Aloha set to auction trademarks
By Erik Larson
Bloomberg News Service
NEW YORK — Aloha Airlines Inc., the Hawai'i carrier liquidating in its second bankruptcy in three years, won court approval to auction intellectual property for at least $525,000 to bidders including private-equity firm Yucaipa Cos.
The Dec. 2 auction, which includes dozens of trademarks, nine Internet domain names and three designs for painting aircraft exteriors, was approved yesterday by U.S. Bankruptcy Judge Lloyd King.
Yucaipa, the so-called stalking-horse bidder led by billionaire investor Ron Burkle, is Aloha's majority investor and second-lien creditor. The Los Angeles-based firm agreed to pay $25,000 cash and reduce its claims in the case by $500,000.
Competing bids in $50,000 increments must be received by Nov. 26, according to the ruling. King scheduled a Dec. 3 hearing to consider approval of the auction results. The court order didn't reference any known competing bidders.

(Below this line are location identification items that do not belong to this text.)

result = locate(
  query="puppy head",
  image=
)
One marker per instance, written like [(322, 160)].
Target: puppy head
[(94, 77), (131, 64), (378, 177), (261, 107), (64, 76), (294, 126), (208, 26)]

King in June approved Yucaipa's offer to buy Aloha's stake in a lawsuit against Mesa Air Group Inc. for $10 million. The 2007 case accused Phoenix-based Mesa of misusing Aloha's confidential passenger and pricing data to create a competing Hawai'i carrier named go!
Aloha in May won court approval to sell its profitable cargo unit to Seattle-based shipping firm Saltchuk Resources Inc. for $10.5 million.
Aloha stopped passenger flights 10 days after its March 30 Chapter 11 bankruptcy filing. The company blamed its collapse on rising fuel costs and a passenger-fare price war triggered by Mesa's competing airline. The reorganization case was later converted to Chapter 7 liquidation.